Autre cas de figure très différent d’une revisitation – si on peut employer ce terme – d’un spectacle qui connut un beau succès au Festival d’Avignon il y a 25 ans. Marcial Di Fonzo Bo reprend en compagnie de Frédérique Loliée Gloucester time matériau Shakespeare Richard III inventé par Matthias Langhoff. L’intention est clairement énoncée : il s’agit bel et bien d’une « reprise » de la mise en scène du metteur en scène franco-allemand. D’ailleurs décor (superbe machinerie faite de bois et d’acier, avec passerelles, treuils, poulies, cordages, plans qui s’inclinent dans un sens ou dans un autre, dans une mouvance perpétuelle actionnés par des servants de scène semblables à des matelots sur un navire) et costumes signés Catherine Rankl sont exactement les mêmes. Le principe de la distribution est le même également : appel a été fait à de tout jeunes comédiens, élèves d’école ou à peine sortis de leur cursus… Mais surtout, et c’est sans doute cela qui donne tout son sens et sa valeur à cette entreprise, le rôle-titre est tenu par le même acteur : Marcial Di Fonzo Bo qui, à l’époque, apportait déjà un point d’orgue à sa récente découverte chez Claude Régy notamment. Il avait alors 25 ans, s’emparait du rôle de Richard III tel qu’on ne l’avait encore jamais vu ni entendu (la pièce était jouée dans sa quasi intégralité avec quelques ajouts du metteur en scène). Marcial Di Fonzo Bo vous prenait à la gorge : un éblouissement. Silhouette épaissie il reprend aujourd’hui le rôle en homme mûr, mais toujours avec la même retorse détermination. Et c’est bel et bien lui qui entraîne la quinzaine de participants parmi lesquels on retrouve avec bonheur Frédérique Loliée également présente en 1995. Marcial Di Fonzo Bo mène avec une rare énergie l’ensemble de la troupe, tant et si bien qu’il finit par s’épuiser, et semble baisser d’intensité ou plutôt changer de rythme dans la deuxième partie du spectacle : on pourra le regretter même si on reste sous son emprise.
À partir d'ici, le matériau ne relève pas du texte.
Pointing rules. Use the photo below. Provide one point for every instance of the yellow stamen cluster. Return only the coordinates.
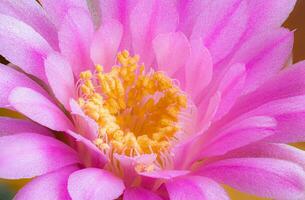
(137, 112)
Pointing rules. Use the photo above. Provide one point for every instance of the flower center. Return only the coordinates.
(137, 111)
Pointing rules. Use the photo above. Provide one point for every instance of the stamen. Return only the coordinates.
(137, 112)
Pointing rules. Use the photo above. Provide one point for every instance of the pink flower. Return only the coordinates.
(199, 98)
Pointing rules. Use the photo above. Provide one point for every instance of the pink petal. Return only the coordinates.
(94, 184)
(9, 79)
(270, 178)
(106, 43)
(31, 13)
(262, 17)
(290, 128)
(172, 51)
(148, 19)
(140, 194)
(9, 126)
(189, 12)
(35, 106)
(75, 37)
(195, 187)
(57, 10)
(26, 155)
(271, 150)
(60, 78)
(165, 174)
(242, 133)
(199, 66)
(221, 26)
(90, 155)
(289, 114)
(231, 85)
(84, 124)
(270, 49)
(50, 186)
(32, 48)
(129, 164)
(288, 83)
(120, 11)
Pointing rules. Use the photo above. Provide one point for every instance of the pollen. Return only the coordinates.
(137, 111)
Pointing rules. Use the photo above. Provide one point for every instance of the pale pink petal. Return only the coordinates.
(270, 49)
(262, 17)
(31, 13)
(240, 134)
(9, 79)
(9, 126)
(148, 19)
(270, 150)
(270, 178)
(288, 83)
(51, 186)
(289, 114)
(172, 51)
(57, 10)
(139, 193)
(189, 11)
(94, 184)
(60, 78)
(290, 128)
(120, 11)
(195, 187)
(38, 108)
(208, 108)
(26, 155)
(95, 12)
(75, 37)
(90, 154)
(217, 141)
(32, 48)
(221, 26)
(231, 86)
(199, 67)
(165, 174)
(106, 43)
(83, 124)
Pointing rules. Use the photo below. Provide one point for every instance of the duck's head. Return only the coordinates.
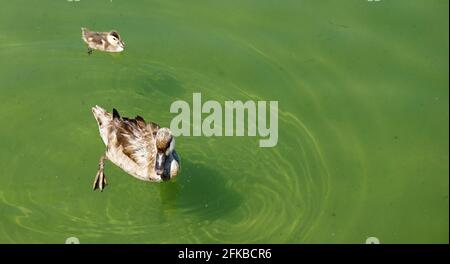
(114, 39)
(166, 164)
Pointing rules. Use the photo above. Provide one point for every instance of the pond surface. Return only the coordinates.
(362, 90)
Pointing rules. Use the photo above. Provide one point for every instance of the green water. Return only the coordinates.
(363, 121)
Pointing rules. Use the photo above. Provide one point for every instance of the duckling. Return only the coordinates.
(144, 150)
(104, 41)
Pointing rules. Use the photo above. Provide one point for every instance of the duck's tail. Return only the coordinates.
(104, 122)
(103, 118)
(83, 33)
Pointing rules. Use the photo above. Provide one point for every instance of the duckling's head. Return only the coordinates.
(114, 39)
(165, 145)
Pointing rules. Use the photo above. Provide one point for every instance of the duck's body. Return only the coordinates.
(143, 150)
(103, 41)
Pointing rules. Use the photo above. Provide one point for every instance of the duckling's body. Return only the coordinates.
(103, 41)
(143, 150)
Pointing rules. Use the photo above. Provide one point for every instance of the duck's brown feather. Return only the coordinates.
(136, 139)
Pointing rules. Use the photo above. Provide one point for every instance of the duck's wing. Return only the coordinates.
(94, 37)
(135, 138)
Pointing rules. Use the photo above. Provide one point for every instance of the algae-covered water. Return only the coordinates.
(362, 91)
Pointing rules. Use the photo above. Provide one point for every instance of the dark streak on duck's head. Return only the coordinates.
(165, 145)
(115, 39)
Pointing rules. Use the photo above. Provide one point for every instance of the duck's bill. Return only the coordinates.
(160, 160)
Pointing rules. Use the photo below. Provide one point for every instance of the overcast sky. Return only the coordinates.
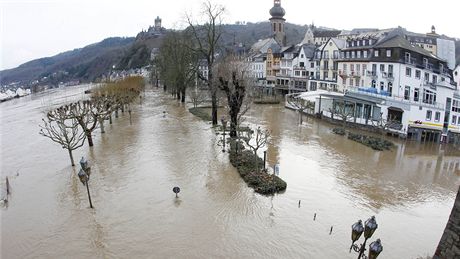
(39, 28)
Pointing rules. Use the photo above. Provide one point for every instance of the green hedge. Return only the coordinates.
(260, 181)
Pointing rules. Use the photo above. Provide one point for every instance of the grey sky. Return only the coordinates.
(38, 28)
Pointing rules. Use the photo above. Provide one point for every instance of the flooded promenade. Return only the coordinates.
(409, 189)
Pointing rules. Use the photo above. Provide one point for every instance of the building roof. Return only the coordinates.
(399, 41)
(326, 33)
(263, 45)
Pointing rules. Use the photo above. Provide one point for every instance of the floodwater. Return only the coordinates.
(410, 189)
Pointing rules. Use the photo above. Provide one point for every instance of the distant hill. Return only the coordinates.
(93, 61)
(84, 64)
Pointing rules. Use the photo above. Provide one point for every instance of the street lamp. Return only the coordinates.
(224, 125)
(357, 229)
(84, 174)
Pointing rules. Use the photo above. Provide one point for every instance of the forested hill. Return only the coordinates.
(90, 62)
(84, 64)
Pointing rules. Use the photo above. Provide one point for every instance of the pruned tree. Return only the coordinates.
(343, 110)
(82, 112)
(62, 128)
(177, 63)
(300, 105)
(256, 140)
(206, 44)
(197, 96)
(233, 81)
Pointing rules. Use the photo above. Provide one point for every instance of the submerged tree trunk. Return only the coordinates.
(101, 122)
(71, 157)
(214, 108)
(89, 137)
(183, 96)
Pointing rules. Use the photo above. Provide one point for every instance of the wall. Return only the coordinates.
(449, 245)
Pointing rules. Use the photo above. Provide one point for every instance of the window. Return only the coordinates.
(407, 93)
(429, 97)
(408, 71)
(437, 116)
(390, 87)
(428, 115)
(407, 57)
(456, 106)
(416, 94)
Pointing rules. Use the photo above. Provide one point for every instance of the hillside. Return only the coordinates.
(84, 64)
(93, 61)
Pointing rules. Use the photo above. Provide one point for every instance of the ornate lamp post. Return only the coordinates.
(84, 174)
(357, 229)
(224, 125)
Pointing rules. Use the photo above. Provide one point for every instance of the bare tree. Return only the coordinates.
(197, 96)
(343, 110)
(256, 140)
(233, 81)
(207, 37)
(301, 105)
(177, 63)
(63, 129)
(81, 111)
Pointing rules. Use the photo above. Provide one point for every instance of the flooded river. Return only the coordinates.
(410, 189)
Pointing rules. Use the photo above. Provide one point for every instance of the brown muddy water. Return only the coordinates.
(410, 189)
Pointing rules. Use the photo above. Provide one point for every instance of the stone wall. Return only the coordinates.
(449, 245)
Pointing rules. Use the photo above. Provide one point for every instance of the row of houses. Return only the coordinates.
(402, 80)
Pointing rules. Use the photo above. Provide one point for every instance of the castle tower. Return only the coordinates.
(277, 22)
(157, 24)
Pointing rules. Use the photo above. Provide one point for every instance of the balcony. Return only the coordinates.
(409, 60)
(371, 73)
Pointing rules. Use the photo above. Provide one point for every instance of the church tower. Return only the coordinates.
(277, 22)
(157, 24)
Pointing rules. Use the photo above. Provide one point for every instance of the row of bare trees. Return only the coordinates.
(70, 125)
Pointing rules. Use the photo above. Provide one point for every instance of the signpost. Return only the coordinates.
(176, 190)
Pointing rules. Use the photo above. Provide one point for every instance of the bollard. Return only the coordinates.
(176, 190)
(7, 186)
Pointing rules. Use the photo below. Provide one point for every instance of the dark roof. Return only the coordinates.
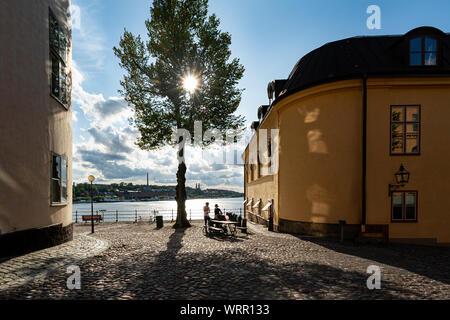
(355, 57)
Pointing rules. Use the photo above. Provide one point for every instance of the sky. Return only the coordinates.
(268, 37)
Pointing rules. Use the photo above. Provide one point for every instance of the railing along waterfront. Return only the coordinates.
(147, 215)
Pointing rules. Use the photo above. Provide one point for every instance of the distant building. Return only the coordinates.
(349, 115)
(35, 124)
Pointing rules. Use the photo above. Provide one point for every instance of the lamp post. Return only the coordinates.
(401, 177)
(91, 179)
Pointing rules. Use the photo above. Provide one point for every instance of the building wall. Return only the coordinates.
(320, 154)
(264, 186)
(33, 124)
(429, 170)
(320, 165)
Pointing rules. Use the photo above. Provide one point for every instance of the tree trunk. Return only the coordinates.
(182, 221)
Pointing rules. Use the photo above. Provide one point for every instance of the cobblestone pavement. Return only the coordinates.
(38, 265)
(143, 262)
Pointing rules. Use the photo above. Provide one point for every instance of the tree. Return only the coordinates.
(184, 42)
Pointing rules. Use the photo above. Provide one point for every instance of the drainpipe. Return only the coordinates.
(364, 155)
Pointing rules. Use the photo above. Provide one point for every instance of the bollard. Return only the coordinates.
(342, 225)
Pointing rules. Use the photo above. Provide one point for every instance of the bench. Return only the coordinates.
(96, 217)
(216, 229)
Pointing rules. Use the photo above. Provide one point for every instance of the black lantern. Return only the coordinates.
(401, 177)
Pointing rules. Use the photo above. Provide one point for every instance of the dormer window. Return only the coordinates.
(423, 51)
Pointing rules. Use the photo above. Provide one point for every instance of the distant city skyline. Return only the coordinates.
(268, 38)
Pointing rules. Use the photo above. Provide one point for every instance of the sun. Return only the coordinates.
(190, 83)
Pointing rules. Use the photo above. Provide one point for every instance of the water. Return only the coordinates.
(145, 210)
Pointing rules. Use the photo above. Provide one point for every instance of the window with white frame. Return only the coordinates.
(58, 59)
(59, 179)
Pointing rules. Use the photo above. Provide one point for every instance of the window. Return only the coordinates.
(59, 179)
(423, 51)
(58, 59)
(404, 206)
(405, 130)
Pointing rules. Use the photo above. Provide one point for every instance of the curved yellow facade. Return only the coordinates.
(320, 174)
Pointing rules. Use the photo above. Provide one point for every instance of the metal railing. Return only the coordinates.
(146, 215)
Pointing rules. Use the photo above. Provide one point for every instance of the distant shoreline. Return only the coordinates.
(134, 201)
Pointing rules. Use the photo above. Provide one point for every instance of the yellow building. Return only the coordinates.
(348, 117)
(35, 125)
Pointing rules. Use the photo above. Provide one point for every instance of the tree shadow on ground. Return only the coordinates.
(431, 262)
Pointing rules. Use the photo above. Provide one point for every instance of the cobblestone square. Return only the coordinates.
(138, 261)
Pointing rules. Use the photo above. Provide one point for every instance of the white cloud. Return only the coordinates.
(109, 151)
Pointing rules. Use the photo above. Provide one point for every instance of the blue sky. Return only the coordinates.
(268, 37)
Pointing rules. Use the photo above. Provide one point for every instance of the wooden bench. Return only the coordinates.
(96, 217)
(215, 229)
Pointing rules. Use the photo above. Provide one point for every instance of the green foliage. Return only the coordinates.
(182, 40)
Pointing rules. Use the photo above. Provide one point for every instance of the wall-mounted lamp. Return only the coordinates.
(401, 177)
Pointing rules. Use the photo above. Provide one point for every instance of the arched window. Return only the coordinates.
(423, 51)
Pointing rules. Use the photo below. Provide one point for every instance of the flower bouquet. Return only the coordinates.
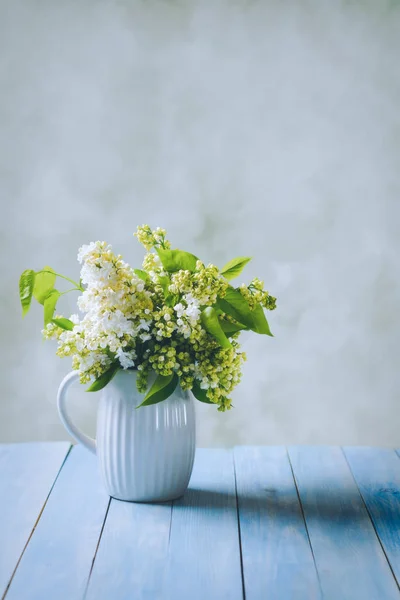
(176, 317)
La version-reprise de Marcial Di Fonzo Bo et de Frédérique Loliée s’écarte cependant sur un point de la version de Mathias Langhoff : ils ont choisi une nouvelle traduction de la pièce de Shakespeare. Restitué de manière scrupuleuse par Jean-Michel Deprats à la création, c’est cette fois-ci Olivier Cadiot qui reprend le flambeau. Resterait à étudier de près son apport ou l’écart qu’il s’autorise avec la version originale, la chose est ici plus risquée…

Un dernier mot pour signaler la présence de Matthias Langhoff en personne lors des répétitions et lors de la première au Théâtre des Cordes de Caen non pas rénové mais reconstruit de belle manière. Il fut bien entendu muet sur ce qui venait de se passer.